NSW Premier Gladys Berejiklian is resisting the urge to lock down Sydney in response to the latest COVID outbreak. Credit:Nick Moir
“We have always said we won’t burden our citizens unless we absolutely have to,” she said. “We ask people to make individual decision on their own circumstances. We have put these rules in place, there will always be exceptions, there will always be certain situations which, perhaps, every single health order doesn’t cover. We rely on people’s common sense as much as what the health orders say.”
Instead of issuing public health directives to keep people in their homes and businesses and classrooms shut, the NSW government is urging its citizens to wear masks and avoid travelling to and from suburbs where they know the virus is circulating.
It is an appeal to reason, rather than a resort to heavy regulation.
University of Melbourne epidemiologist Tony Blakely, whose modelling influenced the Victorian govenment’s response to last year’s second wave, welcomed the NSW message.
“They are trying to gain compliance by a sense of volunteering,” he said
However, Professor Blakely questioned some of the NSW settings, describing as “bonkers” the permission for people to still go to gyms.
He is circumspect about what the ultimate lesson from Sydney will be.
“At this point in time, I would say the chance of NSW controlling this is a bit less than 50/50,” he said. “If they achieve that, that will be great, but that doesn’t prove this is the best decision-making.
Melbourne University epidemiologist Tony Blakely.
“There is a chance they will succeed. If they succeed, that doesn’t mean they got it right, they might have just been lucky.
“You would need to have this experiment another 10 times to confidently conclude they got it right. That is the conundrum with COVID.”
Professor Blakely said a defining quality of COVID-19, as observed by infectious diseases experts around the world, is its “stochastic nature”. The randomness with which some cases become highly infectious and some cases not at all makes the outcome of any outbreak difficult to predict.
The public health dilemma faced by all governments is whether to lock down early or risk having to do so later, for longer and at a greater cost, when an outbreak has spread beyond control.
Wellington was on Wednesday placed under level two pandemic restrictions after it was discovered that a Sydney tourist infected with the Delta strain visited the New Zealand capital.

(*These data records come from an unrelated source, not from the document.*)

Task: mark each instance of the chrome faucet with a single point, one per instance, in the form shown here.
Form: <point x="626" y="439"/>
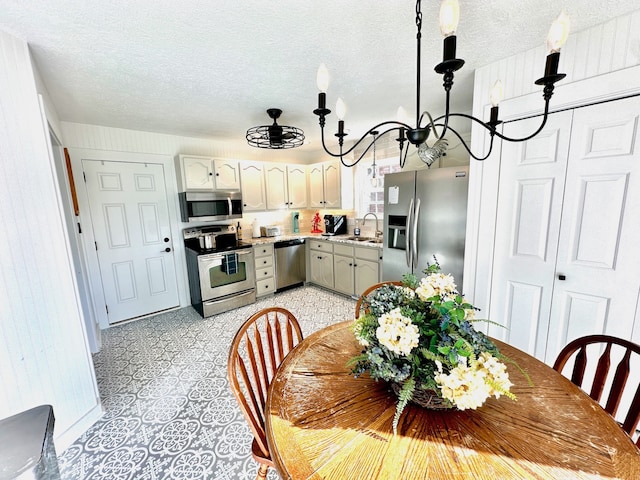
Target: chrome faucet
<point x="378" y="232"/>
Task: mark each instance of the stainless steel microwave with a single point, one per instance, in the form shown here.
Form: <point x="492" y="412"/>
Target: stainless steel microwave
<point x="210" y="206"/>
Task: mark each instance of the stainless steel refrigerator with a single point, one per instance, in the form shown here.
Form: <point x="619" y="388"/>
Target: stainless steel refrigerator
<point x="425" y="214"/>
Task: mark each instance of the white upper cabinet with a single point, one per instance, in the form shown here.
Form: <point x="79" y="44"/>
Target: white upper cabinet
<point x="324" y="185"/>
<point x="253" y="186"/>
<point x="286" y="186"/>
<point x="196" y="173"/>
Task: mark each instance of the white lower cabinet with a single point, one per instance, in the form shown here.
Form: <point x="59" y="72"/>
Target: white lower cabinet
<point x="367" y="268"/>
<point x="321" y="263"/>
<point x="355" y="268"/>
<point x="265" y="271"/>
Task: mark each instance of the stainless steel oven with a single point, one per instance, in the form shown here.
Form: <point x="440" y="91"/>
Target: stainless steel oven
<point x="221" y="270"/>
<point x="227" y="280"/>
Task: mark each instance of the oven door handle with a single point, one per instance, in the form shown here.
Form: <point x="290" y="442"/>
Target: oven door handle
<point x="220" y="256"/>
<point x="240" y="295"/>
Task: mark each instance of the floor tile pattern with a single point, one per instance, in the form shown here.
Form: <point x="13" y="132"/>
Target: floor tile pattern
<point x="169" y="413"/>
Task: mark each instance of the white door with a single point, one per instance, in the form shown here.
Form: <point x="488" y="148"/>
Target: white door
<point x="130" y="218"/>
<point x="597" y="284"/>
<point x="530" y="192"/>
<point x="566" y="256"/>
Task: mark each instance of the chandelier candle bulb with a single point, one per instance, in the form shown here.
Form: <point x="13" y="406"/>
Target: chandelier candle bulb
<point x="322" y="100"/>
<point x="551" y="67"/>
<point x="449" y="48"/>
<point x="449" y="17"/>
<point x="558" y="33"/>
<point x="322" y="78"/>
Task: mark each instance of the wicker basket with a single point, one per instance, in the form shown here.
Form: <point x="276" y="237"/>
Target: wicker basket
<point x="425" y="398"/>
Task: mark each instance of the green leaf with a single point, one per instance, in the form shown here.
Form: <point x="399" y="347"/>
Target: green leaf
<point x="406" y="393"/>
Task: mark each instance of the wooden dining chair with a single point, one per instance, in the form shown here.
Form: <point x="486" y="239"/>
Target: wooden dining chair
<point x="256" y="352"/>
<point x="602" y="369"/>
<point x="375" y="286"/>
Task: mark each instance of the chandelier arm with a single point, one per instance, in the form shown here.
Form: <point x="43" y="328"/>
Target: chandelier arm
<point x="545" y="117"/>
<point x="402" y="159"/>
<point x="398" y="125"/>
<point x="447" y="114"/>
<point x="431" y="122"/>
<point x="466" y="147"/>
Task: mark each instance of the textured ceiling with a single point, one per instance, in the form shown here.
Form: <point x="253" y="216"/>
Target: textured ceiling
<point x="211" y="68"/>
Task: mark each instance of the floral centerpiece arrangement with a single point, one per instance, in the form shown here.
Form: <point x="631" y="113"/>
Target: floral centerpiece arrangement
<point x="419" y="336"/>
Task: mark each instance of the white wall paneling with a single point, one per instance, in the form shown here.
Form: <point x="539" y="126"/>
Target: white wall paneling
<point x="44" y="355"/>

On the same day, the Victorian government announced a further easing of restrictions from the lockdown imposed a month ago.
Professor Bennett noted the contrast in tone adopted by the NSW and Victorian governments at the start of their respective outbreaks.
Where both governments stressed the seriousness of the situation and highly infectious nature of the COVID-19 variant they were dealing with, NSW has backed people to do the right thing instead of issuing broad, public health directives to ensure they do.
Professor Bennett said the NSW approach is less prone to “punitory creep”, where public health rules become more draconian as an outbreak worsens.
“This is public health communication 101,” she says. “The community is your public health intervention. You need leadership but you need participation.”
The Berejiklian government is taking a significant gamble. If Professor Blakely is right, its odds are no better than a coin toss. The only certainty is that, if Sydney wins, Victoria and all other states stand to benefit.